12 Mart Muhtırası ve İkinci TİP

Behice Boran

İşçi sınıfının hareketliliğini bir yere evirecek bir öznenin olmayışı ve öğrenci hareketinin doğal sınırlarına ulaşmasıyla beraber sol harekette bir tıkanma oldu. Bu ortam egemen sınıfa askeri bir müdahale yapacak zemini hazırlıyordu. 12 Mart Muhtırası ile hedef kuşkusuz soldu.

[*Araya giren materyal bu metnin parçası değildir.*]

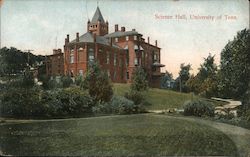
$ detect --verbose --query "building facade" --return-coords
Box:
[47,7,164,87]
[45,49,64,76]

Gençlik önderleri katledildi, birçok devrimci tutuklandı. TİP’te bu süreçten nasibini alarak muhtıradan yaklaşık 4 ay sonra 21 Temmuz 1971 tarihinde TİP kapatıldı. Liderler tutuklandı, 15 yıla kadar değişen hapis cezaları aldı. Türkiye siyasi atmosferinin tekrar normalleşmesi ile beraber TİP 1975 yılında Behice Boran’ın önderliğinde tekrar açıldı. Ancak kapatılmadan önceki TİP ile sonrası arasında büyük bir farklılık bulunmaktadır. Kuşkusuz bu ayrım da muhtıra öncesine dayanıyor. SSCB’nin Çekoslovakya’yı işgal etmesini Aybar ve TİP’ protesto etmişti. Ancak kısa bir süre sonra Boran ve Aren gibi liderlerin SSCB’yi desteklemesi partinin bölüneceğinin işareti olmuştur. Aybar 1969 yılında partiden istifa edecektir. Bundan sonraki süreçte ve özellikle Boran yönetimindeki TİP artık tam anlamıyla SSCB’ye yanaşmaya çalışacak, güler yüzlü sosyalizm yerine katı Stalinizme bırakacaktı. II.Tip’in I.TİP’in yakaladığı toplumsallığı yakalaması mümkün olmayacaktır. 1977 seçimlerinde de oyu %0.13’e kadar düşecektir. Karşımızda SSCB’nin desteğini almak için TKP ile rekabet eden çok da belirleyici olmayan bir fraksiyondan fazlası yoktur. 12 Eylül’e giden süreçte parti bölünme yaşayacak ve darbeden sonra tekrar kapatılacaktır.

Sonuç

TİP işçi sınıfı içinde hatrı sayılır bir güç yakalamasına rağmen reformist ve seçim odaklı perspektifinden ötürü tarihsel bir fırsatı kaçırdı denilebilir. Bu şekilde bakıldığında tek başına işçileri örgütlemenin yeterli olmayacağı sonucu çıkıyor. Evet işçi sınıfını örgütlemek kendisine sosyalist diyen her parti için olmazsa olmaz bir koşuldur. Ancak programı, kadroları ve liderliği ile proleter devrimci bir çizgi olmadan devrimci bir role sahip olmak mümkün değildir. Parti elinde bulunan kadrolar ve sınıfla beraber sistemi durdurabilecek taktik ve stratejileri geliştirmek ve onu yıkıp yenisini inşa edecek bir sürece hazırlamak zorundadır. Bu da Leninist bir parti anlayışı olmadan mümkün olacak bir şey değildir. Aynı zamanda sürekli devrim programına sahip olmadan kapitalizmin ufku asla aşılamaz.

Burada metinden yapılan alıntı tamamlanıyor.